Tomorrow is also the premiere of the Broadway sensation Hamilton on Disney+. Link
But what intrigues me more is the teaser from Apple+ ($AAPL) for Foundation. Link
Isaac Asimov’s Foundation, the first in a long-series of sci-fi novels, is an epic of abstract proportions. The story takes place over several thousand years and is highly intellectual, imagining a universe in which massive upheaval is predicted by psychohistoric science. The first volume of stories isn’t super action-packed — but that isn’t stopping blockbuster screenwriter David Goyer from adapting the series for the post-Game of Thrones era.
At WWDC20, Goyer appeared on screen to introduce the first trailer for his original Apple TV Plus series.
“It was the greatest science fiction work of all time,” Goyer says in the footage, released online shortly after the event. “If ever there was a company that was hoping to better peoples’ lives through technology, through connectivity, it’s Apple. And that’s something very much that Asimov was hoping to do.” Link
As a kid, when I wasn’t watching Fox or basic cable, I read novels by Jules Verne, Aldous Huxley, and George Orwell, but didn’t have enough guidance to explore the works of Philip K. Dick, Frank Herbert, or Isaac Asimov.
The original screen adaptation of Herbert’s Dune (1984) has a 52% Rotten Tomatoes score, which isn’t great. Link
Maybe if I were older in 1984, I might’ve seen and appreciated it in the theaters.

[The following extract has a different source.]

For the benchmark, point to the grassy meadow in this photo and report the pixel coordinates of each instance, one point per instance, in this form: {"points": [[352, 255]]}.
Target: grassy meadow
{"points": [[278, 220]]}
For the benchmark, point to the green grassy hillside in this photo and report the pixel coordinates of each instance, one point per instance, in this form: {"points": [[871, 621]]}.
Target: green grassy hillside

Now, I’ll wait to see what Timothée Chalamet and Zendaya do with the book. Link
The real test for my time and attention and nostalgia will be the revival of Beavis and Butt-Head:
Spawned from Judge’s animated short “Frog Baseball,” “Beavis and Butt-Head” focused on its two title characters, a pair of mostly well-intentioned dimwits who shared misadventures and provided snide commentary on music videos. The original series ran on MTV from 1993 to 1997, helping to establish the chuckling characters as cultural totems of the Generation X era.

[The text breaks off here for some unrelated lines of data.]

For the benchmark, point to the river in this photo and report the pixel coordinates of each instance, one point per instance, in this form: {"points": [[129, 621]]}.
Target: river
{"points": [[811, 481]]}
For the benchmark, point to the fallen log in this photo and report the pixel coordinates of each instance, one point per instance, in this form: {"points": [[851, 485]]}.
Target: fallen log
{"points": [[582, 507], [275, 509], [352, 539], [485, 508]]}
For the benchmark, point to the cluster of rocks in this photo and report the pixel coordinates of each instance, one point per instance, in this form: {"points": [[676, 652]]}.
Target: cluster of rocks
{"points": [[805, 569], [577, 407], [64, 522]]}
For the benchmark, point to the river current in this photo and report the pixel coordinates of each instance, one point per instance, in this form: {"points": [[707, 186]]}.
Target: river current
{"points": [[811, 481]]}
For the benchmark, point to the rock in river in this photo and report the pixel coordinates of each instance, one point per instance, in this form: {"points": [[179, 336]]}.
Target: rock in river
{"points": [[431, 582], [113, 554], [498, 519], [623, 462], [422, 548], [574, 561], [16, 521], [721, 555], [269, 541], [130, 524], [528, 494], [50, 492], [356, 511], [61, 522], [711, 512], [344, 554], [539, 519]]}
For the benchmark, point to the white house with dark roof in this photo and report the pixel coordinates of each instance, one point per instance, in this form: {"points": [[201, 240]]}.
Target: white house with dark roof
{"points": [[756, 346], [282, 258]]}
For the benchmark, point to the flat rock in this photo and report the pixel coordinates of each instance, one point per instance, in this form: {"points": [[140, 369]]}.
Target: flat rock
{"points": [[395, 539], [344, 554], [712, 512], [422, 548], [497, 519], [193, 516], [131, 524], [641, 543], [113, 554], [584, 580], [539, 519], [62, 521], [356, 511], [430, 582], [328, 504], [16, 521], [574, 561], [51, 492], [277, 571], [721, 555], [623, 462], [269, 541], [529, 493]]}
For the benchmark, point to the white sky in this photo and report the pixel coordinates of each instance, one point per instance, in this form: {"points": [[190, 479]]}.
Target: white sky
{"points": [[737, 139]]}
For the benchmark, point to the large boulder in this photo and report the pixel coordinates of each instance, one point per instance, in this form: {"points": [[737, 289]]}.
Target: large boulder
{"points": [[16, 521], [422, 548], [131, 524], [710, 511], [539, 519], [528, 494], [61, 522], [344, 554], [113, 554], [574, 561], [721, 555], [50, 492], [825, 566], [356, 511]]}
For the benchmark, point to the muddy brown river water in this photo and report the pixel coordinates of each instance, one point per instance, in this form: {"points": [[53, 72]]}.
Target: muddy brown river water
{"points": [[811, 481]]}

The TV success of “Beavis and Butt-Head” also paved the way for a 1996 feature film, “Beavis and Butt-Head Do America,” and provided a breakthrough for Judge, an influential comedy writer and producer. He would go onto help create the Fox animated series “King of the Hill” and the HBO comedy “Silicon Valley,” and to write and direct movies like “Office Space” and “Idiocracy.” Link
I won’t be paying more money because Comedy Central is now on YouTube TV.
Meanwhile, Dune and Foundation are next on my to-read list. Link
Ever since MTV stopped airing music, I especially don’t want it.